Embora os historiadores estejam naturalmente cientes de que os índices de mudança variam nas diferentes camadas ou setores da sociedade, o hábito e a conveniência mandam, em geral, que a forma de uma obra implique ou obedeça a um monismo cronológico. Vale dizer, seus materiais são tratados como se compartilhassem um ponto de partida comum e um mesmo ponto de chegada, abarcados por um único espaço de tempo. Neste estudo, não há tal meio temporal, uniforme: pois os tempos dos absolutismos mais importantes da Europa – oriental e ocidental – foram, precisamente, caracterizados por uma enorme diversidade, constitutiva ela mesma de sua natureza respectiva, enquanto sistemas estatais.

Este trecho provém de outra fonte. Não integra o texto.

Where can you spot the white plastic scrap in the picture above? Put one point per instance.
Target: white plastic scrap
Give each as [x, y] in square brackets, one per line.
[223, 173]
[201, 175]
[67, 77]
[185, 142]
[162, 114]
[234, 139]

(Perry Anderson. Linhagens do Estado absolutista)
Como argumento para a tese apresentada, Perry Anderson mostra que

  • o absolutismo espanhol sofreu, nos Países Baixos, sua primeira grande derrota, o absolutismo inglês foi derrotado em meados do século XVII, e o absolutismo russo só foi derrubado no século XX.
  • durante a Idade Moderna, entre os séculos XV e XVIII, prevaleceram estruturas monárquicas nas quais o poder do soberano era diluído entre outras instituições políticas, como as Cortes portuguesas.
  • as práticas absolutistas foram menos centralizadoras do que se teorizou, visto que o poder dos reis durante o Mundo Moderno foi limitado por parlamentos e pelos privilégios da burguesia ascendente.
  • as monarquias efetivamente absolutas prevaleceram apenas no leste europeu, porque nesse espaço inexistiam mecanismos de controle sobre o poder do soberano, como os conselhos do rei.
  • a experiência da monarquia francesa durante a Idade Moderna constituiu-se no único ordenamento efetivamente absolutista porque todas as atribuições do Estado passavam pelas mãos do soberano.